Representative of the World Health Organization Sudan Office, Dr. Nima Saeed Abed, revealed the high rates of hepatitis C and B infections worldwide, pointing to the presence of 9 and a half million (9,500) million patients taking treatment, and noting that only 10% of the infected people know They are infected with the disease, with a low percentage of those receiving treatment, either because of its unavailability or its high cost.

Abed stressed the importance of knowing the extent of the problem, and praising what Sudan has accomplished by performing the first liver transplant, describing it as a great achievement under exceptional circumstances, pledging the organization’s support for all efforts made by the Ministry to combat the disease.

“WHO aims to achieve hepatitis elimination by 2030. To get there, WHO calls on countries to achieve specific targets:

Reduce new infections of hepatitis B and C by 90%;

Reduce hepatitis-related deaths from liver cirrhosis and cancer by 65%;

Ensure that at least 90% of people with hepatitis B and C virus are diagnosed; and

At least 80% of those eligible receive appropriate treatment”, he said.

The Director of the National Center for Gastroenterology and Liver Diseases, Dr. Abdel Moneim Al-Tayeb, acknowledged the high cost of treatment, amounting to 20,000 pounds per month, which requires concerted efforts, pointing to the availability of a screening device at Ibn Sina Hospital and another at Stack Lab.

He stressed the lack of accurate statistics on the size of the disease based on the evidence, pointing out that there are 10 examination centers in Khartoum and the same in several states, with plans to complete the rest of the states next year.

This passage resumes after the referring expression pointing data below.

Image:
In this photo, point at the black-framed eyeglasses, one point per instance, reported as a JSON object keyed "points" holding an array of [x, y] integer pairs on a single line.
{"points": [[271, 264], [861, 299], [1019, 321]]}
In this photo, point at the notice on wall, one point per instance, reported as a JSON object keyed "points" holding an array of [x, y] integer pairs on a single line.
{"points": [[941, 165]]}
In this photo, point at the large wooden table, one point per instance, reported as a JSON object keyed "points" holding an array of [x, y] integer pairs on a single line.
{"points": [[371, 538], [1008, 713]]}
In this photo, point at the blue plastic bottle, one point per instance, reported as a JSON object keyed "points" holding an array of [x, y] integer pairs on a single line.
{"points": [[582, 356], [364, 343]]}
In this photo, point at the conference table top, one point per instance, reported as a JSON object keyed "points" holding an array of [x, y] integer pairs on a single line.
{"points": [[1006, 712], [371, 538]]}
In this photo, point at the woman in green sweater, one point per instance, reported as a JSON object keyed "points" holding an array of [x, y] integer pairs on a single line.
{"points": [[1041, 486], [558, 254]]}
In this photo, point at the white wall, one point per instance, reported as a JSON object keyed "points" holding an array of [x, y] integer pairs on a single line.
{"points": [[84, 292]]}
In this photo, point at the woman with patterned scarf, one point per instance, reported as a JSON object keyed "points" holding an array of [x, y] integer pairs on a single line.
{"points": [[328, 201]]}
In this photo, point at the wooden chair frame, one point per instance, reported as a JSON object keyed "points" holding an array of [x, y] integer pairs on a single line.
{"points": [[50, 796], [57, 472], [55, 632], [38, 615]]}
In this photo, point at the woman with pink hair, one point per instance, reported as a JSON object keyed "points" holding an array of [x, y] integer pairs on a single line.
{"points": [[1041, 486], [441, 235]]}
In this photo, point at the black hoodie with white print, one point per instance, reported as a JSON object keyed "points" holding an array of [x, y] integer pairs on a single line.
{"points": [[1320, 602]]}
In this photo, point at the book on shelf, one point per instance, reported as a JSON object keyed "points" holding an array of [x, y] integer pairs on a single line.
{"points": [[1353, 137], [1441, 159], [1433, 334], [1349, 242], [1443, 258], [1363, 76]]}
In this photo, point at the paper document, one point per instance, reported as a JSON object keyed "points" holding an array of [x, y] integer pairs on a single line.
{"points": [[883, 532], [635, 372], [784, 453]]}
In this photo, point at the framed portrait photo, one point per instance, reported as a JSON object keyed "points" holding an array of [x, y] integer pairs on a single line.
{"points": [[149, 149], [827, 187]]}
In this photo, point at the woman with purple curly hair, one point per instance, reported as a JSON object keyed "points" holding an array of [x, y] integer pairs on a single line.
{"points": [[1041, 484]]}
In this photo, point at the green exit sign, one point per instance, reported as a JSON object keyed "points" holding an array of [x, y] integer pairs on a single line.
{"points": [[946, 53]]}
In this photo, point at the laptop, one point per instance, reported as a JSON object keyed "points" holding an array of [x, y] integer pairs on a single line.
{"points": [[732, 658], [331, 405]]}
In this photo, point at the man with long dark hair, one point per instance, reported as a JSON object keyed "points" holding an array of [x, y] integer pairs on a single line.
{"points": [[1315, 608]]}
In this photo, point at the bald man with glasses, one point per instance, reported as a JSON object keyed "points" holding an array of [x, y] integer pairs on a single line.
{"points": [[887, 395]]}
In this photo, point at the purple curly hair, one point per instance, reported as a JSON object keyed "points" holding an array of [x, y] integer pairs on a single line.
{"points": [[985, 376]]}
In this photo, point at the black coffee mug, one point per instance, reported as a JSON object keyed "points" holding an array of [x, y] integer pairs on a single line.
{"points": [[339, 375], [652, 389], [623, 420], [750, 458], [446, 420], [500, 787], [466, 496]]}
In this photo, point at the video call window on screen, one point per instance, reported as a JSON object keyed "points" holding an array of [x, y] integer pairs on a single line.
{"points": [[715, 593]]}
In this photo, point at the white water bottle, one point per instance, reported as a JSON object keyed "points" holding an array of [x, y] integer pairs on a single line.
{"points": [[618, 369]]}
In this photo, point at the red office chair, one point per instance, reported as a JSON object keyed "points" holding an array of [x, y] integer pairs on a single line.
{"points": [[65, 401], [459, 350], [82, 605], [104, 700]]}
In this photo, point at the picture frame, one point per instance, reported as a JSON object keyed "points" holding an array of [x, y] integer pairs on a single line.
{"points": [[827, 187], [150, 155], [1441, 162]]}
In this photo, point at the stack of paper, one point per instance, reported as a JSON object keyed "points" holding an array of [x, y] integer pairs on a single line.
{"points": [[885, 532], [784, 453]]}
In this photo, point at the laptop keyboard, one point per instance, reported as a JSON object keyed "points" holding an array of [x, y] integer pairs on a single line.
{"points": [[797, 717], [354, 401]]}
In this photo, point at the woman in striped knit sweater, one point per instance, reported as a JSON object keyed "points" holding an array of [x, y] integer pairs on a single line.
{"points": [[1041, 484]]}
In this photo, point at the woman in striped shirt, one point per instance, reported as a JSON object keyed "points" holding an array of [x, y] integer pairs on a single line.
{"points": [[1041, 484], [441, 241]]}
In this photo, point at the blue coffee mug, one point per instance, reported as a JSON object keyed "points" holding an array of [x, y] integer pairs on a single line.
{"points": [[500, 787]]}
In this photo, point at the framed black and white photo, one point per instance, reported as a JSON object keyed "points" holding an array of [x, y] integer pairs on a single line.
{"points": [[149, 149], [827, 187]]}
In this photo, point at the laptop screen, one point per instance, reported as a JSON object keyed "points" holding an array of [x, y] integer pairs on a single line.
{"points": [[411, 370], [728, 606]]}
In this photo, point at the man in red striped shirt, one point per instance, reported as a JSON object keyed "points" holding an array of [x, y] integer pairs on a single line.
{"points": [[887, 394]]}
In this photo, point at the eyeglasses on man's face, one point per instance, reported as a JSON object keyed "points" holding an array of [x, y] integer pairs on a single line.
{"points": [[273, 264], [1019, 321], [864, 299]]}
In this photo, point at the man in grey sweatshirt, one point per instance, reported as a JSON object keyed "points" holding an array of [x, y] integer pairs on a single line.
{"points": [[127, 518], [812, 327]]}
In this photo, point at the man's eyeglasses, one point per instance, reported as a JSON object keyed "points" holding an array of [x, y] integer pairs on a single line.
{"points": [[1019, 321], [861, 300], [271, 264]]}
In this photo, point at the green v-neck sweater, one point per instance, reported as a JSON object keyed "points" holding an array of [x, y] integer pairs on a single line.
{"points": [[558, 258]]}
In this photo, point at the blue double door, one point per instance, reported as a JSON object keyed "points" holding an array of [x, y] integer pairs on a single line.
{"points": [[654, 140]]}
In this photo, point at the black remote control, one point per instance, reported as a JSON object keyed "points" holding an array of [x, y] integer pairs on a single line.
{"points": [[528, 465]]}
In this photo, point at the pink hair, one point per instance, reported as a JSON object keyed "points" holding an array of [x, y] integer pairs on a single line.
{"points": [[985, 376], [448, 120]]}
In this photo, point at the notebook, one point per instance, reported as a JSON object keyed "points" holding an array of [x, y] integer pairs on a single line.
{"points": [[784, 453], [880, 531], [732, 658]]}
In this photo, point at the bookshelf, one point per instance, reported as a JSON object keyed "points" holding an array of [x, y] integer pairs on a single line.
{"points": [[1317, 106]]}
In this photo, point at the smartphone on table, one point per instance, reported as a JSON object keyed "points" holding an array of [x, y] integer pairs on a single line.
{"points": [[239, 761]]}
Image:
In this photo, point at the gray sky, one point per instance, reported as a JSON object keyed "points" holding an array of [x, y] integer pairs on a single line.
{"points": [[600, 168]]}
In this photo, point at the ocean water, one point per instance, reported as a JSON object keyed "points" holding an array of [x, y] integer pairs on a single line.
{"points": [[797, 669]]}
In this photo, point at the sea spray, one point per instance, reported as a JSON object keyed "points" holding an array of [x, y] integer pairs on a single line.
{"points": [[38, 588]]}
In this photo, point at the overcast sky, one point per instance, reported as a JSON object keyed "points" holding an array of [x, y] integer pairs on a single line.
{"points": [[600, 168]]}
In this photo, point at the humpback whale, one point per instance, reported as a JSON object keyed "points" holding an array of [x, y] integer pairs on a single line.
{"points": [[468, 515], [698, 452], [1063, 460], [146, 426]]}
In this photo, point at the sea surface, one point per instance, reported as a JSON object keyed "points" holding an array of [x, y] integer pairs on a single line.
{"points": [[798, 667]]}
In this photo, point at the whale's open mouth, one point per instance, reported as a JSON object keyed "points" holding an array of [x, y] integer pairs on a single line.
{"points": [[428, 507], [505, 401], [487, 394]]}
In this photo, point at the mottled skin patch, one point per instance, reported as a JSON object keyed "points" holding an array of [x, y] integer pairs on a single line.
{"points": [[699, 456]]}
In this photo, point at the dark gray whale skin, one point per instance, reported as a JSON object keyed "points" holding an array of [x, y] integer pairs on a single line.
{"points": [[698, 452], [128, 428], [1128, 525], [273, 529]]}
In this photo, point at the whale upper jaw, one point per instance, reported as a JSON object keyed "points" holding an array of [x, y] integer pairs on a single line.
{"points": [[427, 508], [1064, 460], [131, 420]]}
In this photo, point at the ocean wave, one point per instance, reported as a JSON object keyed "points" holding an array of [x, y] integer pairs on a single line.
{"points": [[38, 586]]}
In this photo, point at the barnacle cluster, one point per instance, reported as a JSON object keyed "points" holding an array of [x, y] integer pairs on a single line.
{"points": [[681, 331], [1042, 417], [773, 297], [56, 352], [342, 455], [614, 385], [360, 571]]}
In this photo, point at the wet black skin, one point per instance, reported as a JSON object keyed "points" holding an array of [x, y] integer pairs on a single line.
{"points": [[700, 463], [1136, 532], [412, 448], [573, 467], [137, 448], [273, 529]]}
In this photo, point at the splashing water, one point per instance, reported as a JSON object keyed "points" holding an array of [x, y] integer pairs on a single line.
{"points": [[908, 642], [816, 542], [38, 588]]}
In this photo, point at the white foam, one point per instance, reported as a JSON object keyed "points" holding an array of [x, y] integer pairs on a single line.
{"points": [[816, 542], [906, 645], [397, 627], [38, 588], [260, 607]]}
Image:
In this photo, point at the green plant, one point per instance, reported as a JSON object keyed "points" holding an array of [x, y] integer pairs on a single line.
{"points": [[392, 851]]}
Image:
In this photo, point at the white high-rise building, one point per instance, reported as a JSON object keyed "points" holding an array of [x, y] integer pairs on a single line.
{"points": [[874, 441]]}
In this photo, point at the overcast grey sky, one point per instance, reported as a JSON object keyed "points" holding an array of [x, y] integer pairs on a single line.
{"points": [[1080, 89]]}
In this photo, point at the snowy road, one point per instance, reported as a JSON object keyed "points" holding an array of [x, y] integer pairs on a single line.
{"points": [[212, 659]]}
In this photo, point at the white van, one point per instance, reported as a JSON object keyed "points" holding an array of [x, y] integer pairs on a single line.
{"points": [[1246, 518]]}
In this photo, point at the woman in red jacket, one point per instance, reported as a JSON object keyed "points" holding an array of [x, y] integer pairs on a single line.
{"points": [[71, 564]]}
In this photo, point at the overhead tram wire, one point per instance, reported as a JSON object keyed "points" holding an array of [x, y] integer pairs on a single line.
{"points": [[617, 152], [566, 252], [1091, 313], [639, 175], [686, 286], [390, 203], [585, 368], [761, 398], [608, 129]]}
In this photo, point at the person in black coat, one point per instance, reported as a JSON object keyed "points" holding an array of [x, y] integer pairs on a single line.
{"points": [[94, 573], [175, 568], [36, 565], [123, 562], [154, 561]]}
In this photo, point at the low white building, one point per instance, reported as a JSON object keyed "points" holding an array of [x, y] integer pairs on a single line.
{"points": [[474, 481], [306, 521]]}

Noting that hepatitis in Sudan is ranked seventh among 27 diseases with the highest rates and is considered one of the endemic diseases, indicating that 90% of patients are unaware of their infection due to the absence of symptoms, which requires increased awareness of early detection,

He added that the challenge is great to eradicate it by 2030, which requires the ministry to move resources, activate policies, integrate its services into basic health care centers, and provide vaccination for the injured and the most vulnerable.

It is worth noting that in November 2020 hepatitis national stakeholders in Sudan gathered for a WHO workshop in Khartoum to discuss how strategic information can better guide hepatitis elimination efforts. The workshop was organized with the support of the WHO country office in Sudan and the WHO Regional Office for the Eastern Mediterranean as part of a collaboration between the Departments of Science, Information and Dissemination, and Universal Health Coverage/Communicable Diseases.

Before the workshop, meetings and site visits were conducted by the WHO Regional Office Information Systems for Health team to assess the national health information system’s capacity to report on viral hepatitis indicators.

It is worth noting that in November 2020 hepatitis national stakeholders in Sudan gathered for a WHO workshop in Khartoum to discuss how strategic information can better guide hepatitis elimination efforts. The workshop was organized with the support of the WHO country office in Sudan and the WHO Regional Office for the Eastern Mediterranean as part of a collaboration between the Departments of Science, Information and Dissemination, and Universal Health Coverage/Communicable Diseases.

The workshop concluded with recommendations for both the national program and stakeholders, emphasizing the role of data as a core element of the hepatitis response. Key next steps include working to improve acute hepatitis surveillance, implementing the WHO protocol on estimating mortality in two centers in Khartoum, and drafting a plan for implementing an electronic system for hepatitis reporting in Sudan.

WHO is highlighting the need for bringing hepatitis care closer to the primary health facilities and communities so that people have better access to treatment and care, no matter what type of hepatitis they may have.

Health systems that are organized around the needs of people and communities perform more effectively, cost less, increase patient engagement, and are better prepared to respond to health crises. The new Global Health Sector Strategy 2022–2030 calls for the integration of hepatitis services and leveraging primary health care (PHC) platforms to make services more accessible to people in need.